Bizarre : voilà quelqu’un qui se met à parler du soutien aux Bosniaques dans le cadre de la campagne pour les européennes ! C’est un sujet européen, ça ? Ça n’a pourtant rien à voir avec les montants compensatoires. Bien sûr, la tragédie de la Bosnie est parfois évoquée par les candidats aux européennes, comme une petite musique, désolée ou aigrie. Mais venir dire comme ça que l’Europe doit intervenir là-bas contre l’agression serbe et armer la résistance, parce que son sort s’y joue comme autrefois il s’est joué en Espagne, quand l’Europe pratiquait déjà la non-intervention… Il faut le narcissisme d’un intellectuel comme Bernard-Henri Lévy-chemise-au-vent-où-est-la-caméra ?, pour oser renvoyer ainsi les politiques à l’insignifiance de leurs discours. Mais s’en tenir à cette ironie, ce serait oublier que les Français sont majoritairement pour faire cesser l’agression en Bosnie, d’après les sondages. Voilà qui devrait compliquer encore le jeu politique dans ces élections européennes déjà encombrées de petites listes.
René-Pierre Boullu
C’est un rôle que Bernard-Henri Lévy aime bien : celui de trublion, d’empêcheur de gouverner en rond. Dimanche, à « L’heure de vérité » de France 2, il n’a pas manqué à la règle qui a fait son succès : après son film – Bosna ! – ; il lance un défi à la classe politique. Il prévient que si les autres listes ne s’engagent pas clairement pour faire triompher en Bosnie les principes démocratiques, il se fait fort de lancer une liste « Sarajevo » aux européennes. Elle serait conduite par le professeur Léon Schwartzenberg et compterait parmi ses membres des personnalités venant d’horizons politiques différents, comme l’amiral Antoine Sanguinetti. Et des intellectuels de tous bords, tels André Glucksmann, Marek Halter ou Daniel Rondeau.

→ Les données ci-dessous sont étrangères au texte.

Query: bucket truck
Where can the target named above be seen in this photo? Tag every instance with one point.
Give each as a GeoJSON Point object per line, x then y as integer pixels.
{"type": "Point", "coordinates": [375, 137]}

Une liste pour « témoigner », a précisé BHL, qui a d’ailleurs repris à son compte le projet de Bernard Kouchner de décembre 1993, avant que l’ancien ministre à l’Action humanitaire ne rejoigne la liste PS de Michel Rocard.
Partisan dès la première heure d’un engagement aux côtés des Bosniaques, c’est après une de ses visites à 1’Elysée, le 21 juin 1992, que François Mitterrand a pris la décision de se rendre dans Sarajevo assiégée, une semaine plus tard. Un acte hautement symbolique qui, à l’époque, a marqué l’opinion.
Mais depuis, c’est la politique et la diplomatie du « fait accompli » qui ont repris le dessus. L’argument du philosophe est de comparer ce qu’il appelle la lâcheté du monde occidental d’aujourd’hui à celle qui a prévalu lors de la guerre d’Espagne, en 1936. Et de prendre la conscience du monde à témoin devant des combattants, dit-il, qui se réclament des républicains espagnols et des gaullistes de 1940. Sa volonté est de dénoncer les politiques qui sacrifient, quand ils sont aux affaires, la morale et l’humanitaire à la raison d’État. Et qui, estime-t-il, ont la mémoire courte.
Danièle Molho
BHL : « Je ne me mets pas en avant »
Projeté hier soir à Cannes Bosna !, le film de BHL, Alain Ferrari et Gilles Hertzog a créé l’événement. De Rocard à Catherine Deneuve, tout le monde était venu voir Bosna !
Info Matin : Montrer votre film sur la Bosnie à Cannes, est-ce important ?
Bernard-Henri Lévy : C’est important pour les Bosniaques. Quand j’ai su que le film était sélectionné, ça été d’abord une grande joie. Ma deuxième réaction a été de téléphoner à mes amis de Sarajevo.
Leurs réactions ?
Qu’il fallait aller à Cannes, pour que le message soit entendu. Que personne ne puisse plus dire : « Nous ne comprenons pas ». Ce qui se passe là-bas, on peut l’appeler fascisme ou tout ce qu’on veut, cette fusion rouge-brune, c’est quelque chose qu’on a déjà vu. Il n’y a pas de question politique plus importante que la Bosnie. La monnaie unique, l’exception culturelle, ce n’est rien par rapport à la Bosnie. D’ailleurs, la colère et l’indignation des simples citoyens est en train de monter.
Votre projet de liste aux élections européennes ?
Notre objectif est d’obliger la classe politique à mettre la Bosnie au cœur des débats. Ça ne doit pas être une rubrique parmi d’autres.
On vous reproche de vous mettre trop en avant…
Dans le film, je ne suis pas en avant, on ne m’y voit quasiment pas. Mon rôle n’est pas intéressant. Je souhaite que les Bosniaques se servent du film et que le film les serve, c’est mon espoir.